19.10.11

veraneio

Tive uma inspiração sincera. Como se
estivesse com um ar mais limpo
atravessando os poros da pele, os caminhos do corpo
tomados de oxigênio puro. Eu vivo por um minuto
uma lágrima de alívio, de sentir se libertar
de braços abertos, como se voasse parada
na ponta da pedra. Vontade de fechar os olhos
pra ouvir cair o ritmo do fim do mundo real, sumir
o cinza recoberto, chegar aonde não existe e faz mais sentido.
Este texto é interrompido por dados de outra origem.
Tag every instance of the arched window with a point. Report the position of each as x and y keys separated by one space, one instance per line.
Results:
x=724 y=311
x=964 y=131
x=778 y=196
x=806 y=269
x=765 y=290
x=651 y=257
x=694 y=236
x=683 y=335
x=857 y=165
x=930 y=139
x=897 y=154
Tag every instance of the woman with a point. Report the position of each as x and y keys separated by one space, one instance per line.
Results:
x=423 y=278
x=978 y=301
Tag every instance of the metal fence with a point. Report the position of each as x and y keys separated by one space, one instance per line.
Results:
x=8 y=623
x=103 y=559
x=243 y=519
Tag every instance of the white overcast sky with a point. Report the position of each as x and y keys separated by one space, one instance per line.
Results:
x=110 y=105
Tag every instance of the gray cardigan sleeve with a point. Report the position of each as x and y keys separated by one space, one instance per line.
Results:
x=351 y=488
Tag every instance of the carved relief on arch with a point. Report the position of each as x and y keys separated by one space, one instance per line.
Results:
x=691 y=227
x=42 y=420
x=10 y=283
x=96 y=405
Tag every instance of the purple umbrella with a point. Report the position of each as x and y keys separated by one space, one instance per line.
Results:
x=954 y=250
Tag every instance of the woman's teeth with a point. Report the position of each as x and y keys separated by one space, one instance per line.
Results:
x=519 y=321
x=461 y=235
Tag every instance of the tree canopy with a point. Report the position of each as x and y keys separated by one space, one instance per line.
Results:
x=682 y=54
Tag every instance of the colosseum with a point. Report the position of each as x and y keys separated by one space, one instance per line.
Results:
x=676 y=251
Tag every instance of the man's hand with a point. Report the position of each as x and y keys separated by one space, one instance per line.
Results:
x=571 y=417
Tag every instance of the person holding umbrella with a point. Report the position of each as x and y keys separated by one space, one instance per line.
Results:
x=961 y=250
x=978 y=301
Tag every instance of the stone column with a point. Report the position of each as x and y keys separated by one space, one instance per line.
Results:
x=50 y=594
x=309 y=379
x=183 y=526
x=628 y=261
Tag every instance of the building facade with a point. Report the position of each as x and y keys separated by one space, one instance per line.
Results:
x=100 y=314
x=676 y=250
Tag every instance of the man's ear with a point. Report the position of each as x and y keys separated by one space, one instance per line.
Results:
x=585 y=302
Não sei se foram os olhos ou se foi a vida que tem
dentro deles. Um ponto da minha memória
onde ficou uma luz clara e colorida foi amarrado
por um sorriso que eu ainda nem descobri por que
se esconde quase o tempo todo. E me faz lembrar
de arrepios um pouco menos frios e vazios que
até ali eram tudo que completavam as perguntas
e os dias. Parecem novas as palavras
e todo o resto que agora enxergo e sinto
com coração e olhos paralisados. Faz tanto tempo que
a gente podia ter se conhecido entre os livros
ou nas ideias soltas no fim de uma página ou outra
desta natureza invisível em que escrevo, pensando
em linhas espremidas porque não cabem o seu nome
e o meu juntos por acaso ou por uma ligação provável
entre um conhecido jornalista ou qualquer impostor
que fosse, que falássemos mal em complô ou só
pra escolher uma opinião comum. Temos duas ou três
horas de vida e alguma coisa enroscada numa semana fria
e cansada da primavera. O cheiro da próxima estação,
de longe, eu não me lembro, mas senti quando chegou
num susto gostoso de parar o coração e voltar
a fazer sonhos secretos em bilhetes amassados
numa caixa guardada ou dissolvidos, molhados
de saliva. O que eu imagino não alcança a distância
entre um desejo afastado do outro que eu nem sei
se quer acontecer ou se vai trazer
qualquer dor a mais sem que se explique antes
a que veio e o que traz sob o grave da voz e dos planos
que preenchem e esvaziam dois copos.